What if the employee/applicant offers to take another test or offers to take a test with an alternative specimen (hair, oral fluid, etc.)?


This is not an option. The DOT requires the Shy Bladder Evaluation take place.

What if no medical condition is found or supported by medical evidence?


If no medical condition can be shown, the MRO will determine that the DOT drug test was refused on the date it was assigned. This carries the same consequences are refusing to test in other ways or having a positive test.

What if a medical condition is found?


One of two things will happen.

  • In the case of a Random, Reasonable-Suspicion/Cause, or Post-Accident test, there will be no further action required. The test will be Cancelled. If the test was Random, it will not count toward the total number of Random tests performed for the employer or consortium.
  • In the case of a Pre-Employment, Return-to-Duty, or Follow-Up test, there will be a separate evaluation required, called a Signs of Illicit Drug Use Evaluation. The details of this are addressed under the Signs of Illicit Drug Use Evaluation section.

What if I cannot reach the employee/applicant?

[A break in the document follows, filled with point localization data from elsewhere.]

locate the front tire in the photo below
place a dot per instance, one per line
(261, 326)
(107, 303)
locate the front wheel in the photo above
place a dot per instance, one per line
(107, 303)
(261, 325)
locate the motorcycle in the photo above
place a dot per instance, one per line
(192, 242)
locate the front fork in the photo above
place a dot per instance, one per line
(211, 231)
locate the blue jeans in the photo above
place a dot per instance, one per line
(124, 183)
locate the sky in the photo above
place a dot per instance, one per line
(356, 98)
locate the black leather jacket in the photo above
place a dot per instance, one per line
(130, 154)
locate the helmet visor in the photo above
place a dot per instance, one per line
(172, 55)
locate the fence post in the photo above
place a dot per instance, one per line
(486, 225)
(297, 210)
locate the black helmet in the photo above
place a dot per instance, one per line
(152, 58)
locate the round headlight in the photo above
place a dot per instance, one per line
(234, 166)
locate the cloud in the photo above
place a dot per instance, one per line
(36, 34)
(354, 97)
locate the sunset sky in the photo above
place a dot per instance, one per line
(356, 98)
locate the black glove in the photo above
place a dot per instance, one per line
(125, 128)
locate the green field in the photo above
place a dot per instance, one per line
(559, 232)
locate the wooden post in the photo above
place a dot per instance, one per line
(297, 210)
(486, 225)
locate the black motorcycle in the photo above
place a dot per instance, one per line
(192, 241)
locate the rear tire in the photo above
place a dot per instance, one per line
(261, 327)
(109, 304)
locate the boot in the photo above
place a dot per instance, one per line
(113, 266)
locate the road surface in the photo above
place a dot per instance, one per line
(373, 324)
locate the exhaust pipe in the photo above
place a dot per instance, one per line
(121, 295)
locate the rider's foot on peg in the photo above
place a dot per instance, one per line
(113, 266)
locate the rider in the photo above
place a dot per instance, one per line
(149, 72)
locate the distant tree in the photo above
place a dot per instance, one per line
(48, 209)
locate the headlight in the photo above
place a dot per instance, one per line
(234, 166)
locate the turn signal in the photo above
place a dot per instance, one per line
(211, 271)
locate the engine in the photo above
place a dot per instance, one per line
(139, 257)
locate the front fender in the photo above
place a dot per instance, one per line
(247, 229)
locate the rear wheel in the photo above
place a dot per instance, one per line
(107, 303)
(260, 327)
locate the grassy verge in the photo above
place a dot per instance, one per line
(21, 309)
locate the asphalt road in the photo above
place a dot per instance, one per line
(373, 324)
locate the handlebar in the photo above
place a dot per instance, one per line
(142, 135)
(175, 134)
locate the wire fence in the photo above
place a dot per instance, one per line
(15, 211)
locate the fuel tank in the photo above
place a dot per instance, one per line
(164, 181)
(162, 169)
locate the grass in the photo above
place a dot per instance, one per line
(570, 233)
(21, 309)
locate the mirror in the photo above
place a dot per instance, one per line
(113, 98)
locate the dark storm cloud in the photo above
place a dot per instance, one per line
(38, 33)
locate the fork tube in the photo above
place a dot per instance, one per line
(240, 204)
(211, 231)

Exhaustive efforts should be undertaken to ensure there can be no accusation of failing to inform the donor of this requirement and his/her rights and options. Guidance from the Office of Drug and Alcohol Policy and Compliance (ODAPC) has been received instructing employers to go so far as to send a certified letter, requiring signature for delivery, to the donor’s last known address with instructions that make it clear that the donor is required by Federal law to contact the employer to receive detailed instructions on how to maintain their clearance to work in their field. The letter’s contents should make it plain that failure to contact the employer may result in the Federal DOT agency revoking the donor’s clearance to work for ANY employer in their field.